United Nations officials said they are waiting for Brazil to approve sending specialists to investigate what more aid is needed. In November, the U.N. offered Brazil general forest firefighting assistance, in view of the Amazon’s new vulnerability, but was rebuffed. Brazil’s military is prickly about what it regards as international interference in the region.
Meanwhile, the fire’s toll has included one confirmed human death: a 3-month-old girl, whose preexisting respiratory problems were aggravated by the heavy smoke. State officials say 12,000 cattle have died, hundreds of families are homeless, and relief workers have given thousands of food baskets to farmers who have lost their crops.
Although the fire is finally being fought from the air, experts say it’s too late to stem damage. Heavy smoke is making flights impossible much of the time. But more importantly, the fire is raging through the underbrush, not the canopy, said Reinaldo Barbosa, of Brazil’s federally funded National Institute for Amazon Research.
“Only a great deal of water would help,” Barbosa said. “It’s going to have to rain.”
The Roraima fire, started by small farmers clearing their land with fire as they have done for centuries, began to get out of control last November. Accidents have happened in the past, but heavy rains always came to prevent major damage. This year was different.

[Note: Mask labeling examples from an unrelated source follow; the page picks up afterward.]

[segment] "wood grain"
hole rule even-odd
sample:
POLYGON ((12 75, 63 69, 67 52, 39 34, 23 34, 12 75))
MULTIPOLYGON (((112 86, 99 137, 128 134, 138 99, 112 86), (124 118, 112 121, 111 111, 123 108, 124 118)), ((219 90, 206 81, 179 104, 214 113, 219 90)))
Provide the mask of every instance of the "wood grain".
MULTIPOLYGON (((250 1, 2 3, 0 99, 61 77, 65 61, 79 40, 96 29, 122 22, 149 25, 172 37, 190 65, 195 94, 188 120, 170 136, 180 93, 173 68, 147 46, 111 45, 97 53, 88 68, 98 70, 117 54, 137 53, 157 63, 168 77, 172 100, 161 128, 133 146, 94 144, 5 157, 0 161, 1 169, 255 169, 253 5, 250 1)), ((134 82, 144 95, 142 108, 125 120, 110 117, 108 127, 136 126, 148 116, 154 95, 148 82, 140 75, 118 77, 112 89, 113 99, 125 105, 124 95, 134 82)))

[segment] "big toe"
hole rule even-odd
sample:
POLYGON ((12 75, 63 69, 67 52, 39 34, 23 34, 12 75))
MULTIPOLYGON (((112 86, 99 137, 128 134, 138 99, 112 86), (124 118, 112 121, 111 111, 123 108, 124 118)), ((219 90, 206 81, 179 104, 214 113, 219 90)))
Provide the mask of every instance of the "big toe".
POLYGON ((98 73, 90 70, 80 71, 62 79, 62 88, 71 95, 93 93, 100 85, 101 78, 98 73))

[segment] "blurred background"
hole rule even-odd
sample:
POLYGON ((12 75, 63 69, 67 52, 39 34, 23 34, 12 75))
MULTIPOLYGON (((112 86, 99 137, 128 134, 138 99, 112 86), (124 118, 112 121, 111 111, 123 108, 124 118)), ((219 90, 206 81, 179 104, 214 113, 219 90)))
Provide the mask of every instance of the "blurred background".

Critics contend that because the government knew of the drought dangers posed this year by El Nino, officials should have acted early last winter to prevent farmers in Roraima from setting fires.
Ibama, Brazil’s federal wildlife protection agency, routinely authorizes such fires, and did not stop authorizations until Feb. 2, after the disaster was well underway.
Eduardo Martins, head of Ibama, said the government acted properly. “This was an unprecedented situation,” he said, “caused by climactic conditions, not government inaction. The same thing could have happened in the United States, or Australia.”
He said Ibama will continue to authorize - “with proper care” - farmers’ fires throughout the Amazon this year, despite a demand last week from Greenpeace that they stop.
Yet Steve Schwartzman, a senior scientist at the Environmental Defense Fund in Washington, D.C., and other experts warn of a new and unprecedented risk of forest destruction when the burning season starts later this year in most of the rest of the Amazon, which unlike Roraima is below the equator.
“This is an early warning signal of an extremely dangerous and potentially catastrophic situation,” Schwartzman said.
As for the Yanomamis, waiting in their jungle huts, the threat to them is now unclear. Wednesday, Martins said Roraima’s 10,000 Indians weren’t in serious danger.
Claudia Andujar, director of the pro-Yanomami Commission, a relief agency working in the villages, said on Friday that a relief worker flew over the area two days earlier and said the fire was 20 miles inside the Indians’ reserve.
“Where would they go? Florida?” she asked. “They’d probably flee deeper into the jungle if anyone tried to take them out.”